さて、サイバーセキュリティの世界で何が起きているか、現状の分析が完了したところで、この先何が待ち受けているのか、当社の考えをお話ししましょう。

2018年には何が起きる?

  • ソフトウェアベンダーに対する攻撃が増える。CCleanerやM.E.Doc(ExPetrの拡散に、更新用サーバーを悪用されたソフトウェア会社)のケースは、単一プログラム開発の企業への攻撃に成功すると、その潜在的利用者全員を危機に陥れられることをはっきりと示しています。
  • ATMに対する自動攻撃とATMハッキングを狙った型破りなソリューションが開発される。現時点で、当社が確認しているATMのハッキング方法は、基本的に、USBメモリなどのフラッシュドライブを使用するものです。この方法は、常時監視されているATMに対してそれほど効果的でないことは明らかですが、攻撃者があきらめることはまずありません。新しいハッキング方法が開発され、中にはリモートで行われるものが登場するでしょう。

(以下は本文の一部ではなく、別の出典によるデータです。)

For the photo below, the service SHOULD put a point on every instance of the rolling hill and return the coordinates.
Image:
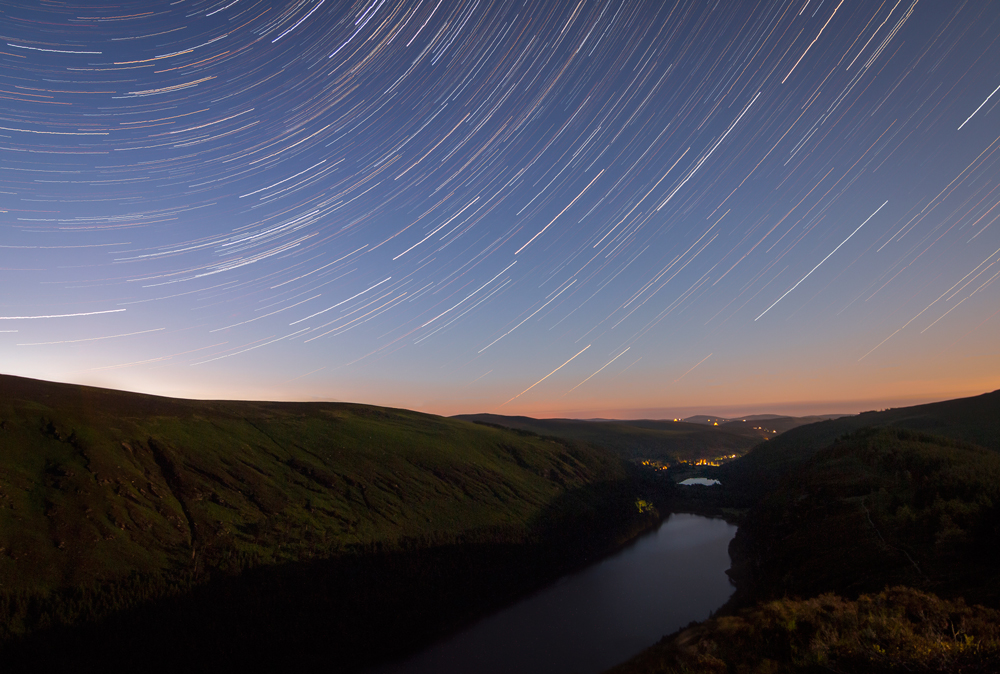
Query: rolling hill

  • 新種のデバイスがOSの深いレベルで攻撃される。標的型攻撃の矛先はすでに、従来のPCから、スマートフォンやIoTなど新しいデバイスに移行しつつあります。攻撃者は保護制御システムによる検知を回避するために、OSの低いレベル、たとえば、UEFI(OSの前に実行されるプロセッサのファームウェア)レベルでの活動を試みています。

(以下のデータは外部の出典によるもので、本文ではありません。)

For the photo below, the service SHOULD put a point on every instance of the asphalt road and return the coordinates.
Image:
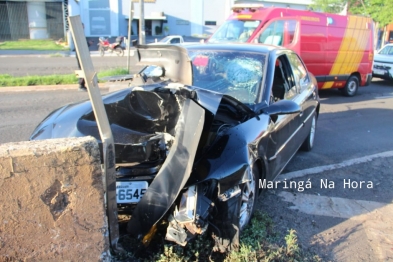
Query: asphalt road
(348, 127)
(52, 64)
(352, 138)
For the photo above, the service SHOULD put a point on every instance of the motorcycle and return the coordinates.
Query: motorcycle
(116, 47)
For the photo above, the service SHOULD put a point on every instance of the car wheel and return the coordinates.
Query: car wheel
(248, 198)
(119, 51)
(351, 87)
(308, 144)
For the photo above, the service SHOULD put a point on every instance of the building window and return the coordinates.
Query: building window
(210, 23)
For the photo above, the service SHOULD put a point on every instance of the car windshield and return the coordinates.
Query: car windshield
(237, 74)
(387, 50)
(234, 31)
(165, 39)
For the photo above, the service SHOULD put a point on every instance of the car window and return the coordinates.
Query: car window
(387, 50)
(284, 86)
(237, 74)
(299, 70)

  • ランサムウェアを使った標的型攻撃が増える。攻撃者は、攻撃のタイミングを慎重に選び、大企業を的確に攻撃する方法をすでにマスターしています。たとえば、ExPetrは、企業が必死になって身代金を支払うように仕向けるため、所得税申告書提出期限の数日前を狙ってファイルを暗号化します。このような話を耳にする機会も増えることでしょう。

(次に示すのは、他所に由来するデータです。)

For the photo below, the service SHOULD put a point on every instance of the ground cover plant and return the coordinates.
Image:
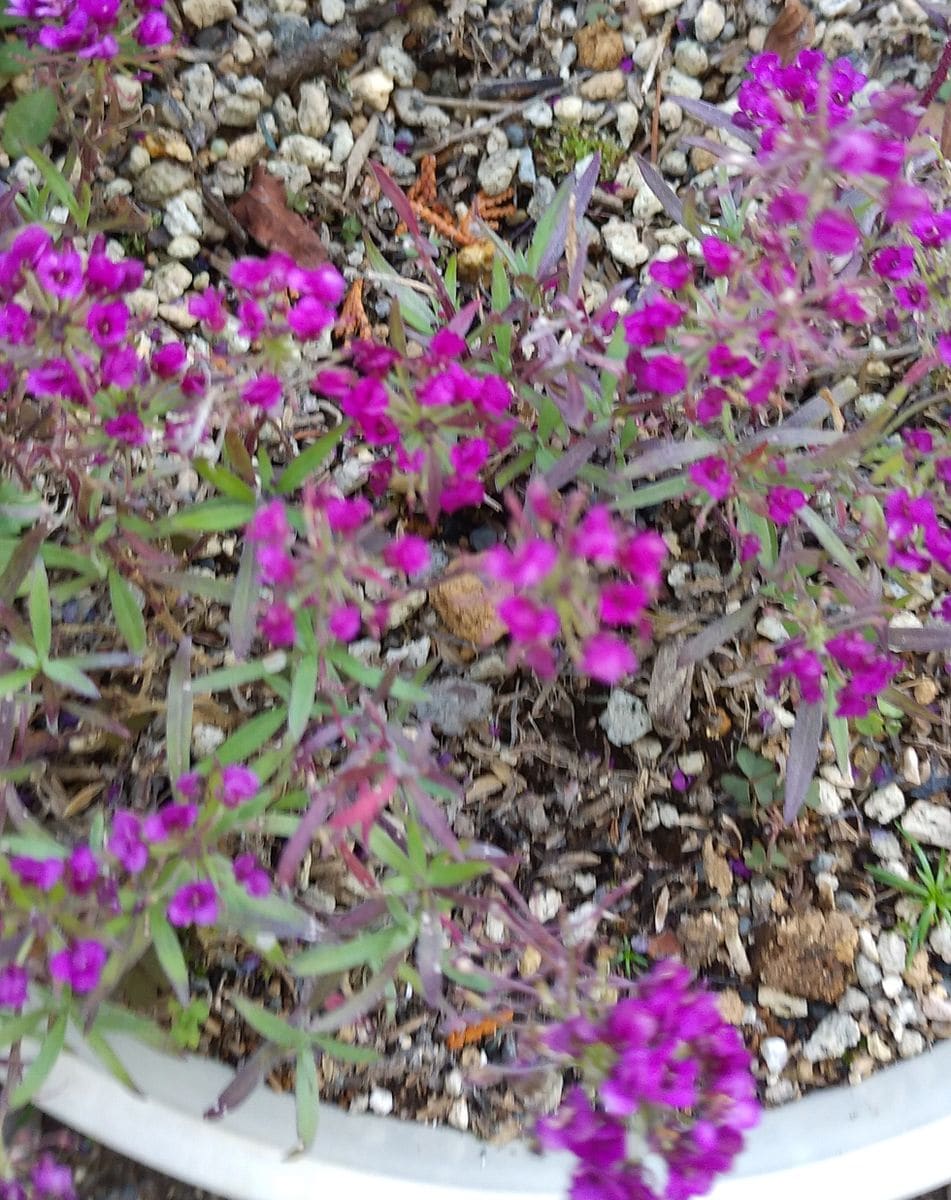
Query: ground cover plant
(713, 387)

  • 仮想通貨詐欺と、ブロックチェーン上の仮想的価値に対する攻撃が増える。仮想通貨アカウントの攻撃や、個人や企業を利用した不正マイニングは、従来のバンキングシステムやインターネット銀行を狙うよりも、犯罪者に多くの利益をもたらします。密かに行われるマイニングの種類が急増するだけでなく、仮想通貨ウォレットやブロックチェーン上の脆弱性を狙った新しいタイプの攻撃も登場するでしょう。また、こうしている間にも仮想通貨が生み出されていることを考えると(ロシアで「CryptoKitties」という仮想通貨ゲームが登場し話題になっています)、こういったものがサイバー犯罪者の視野に入ってくると考えてよいでしょう。

どの予想が現実のものとなるか。それは見守るしかありません。今のところは、安全に注意しながら、年末年始をお過ごしください!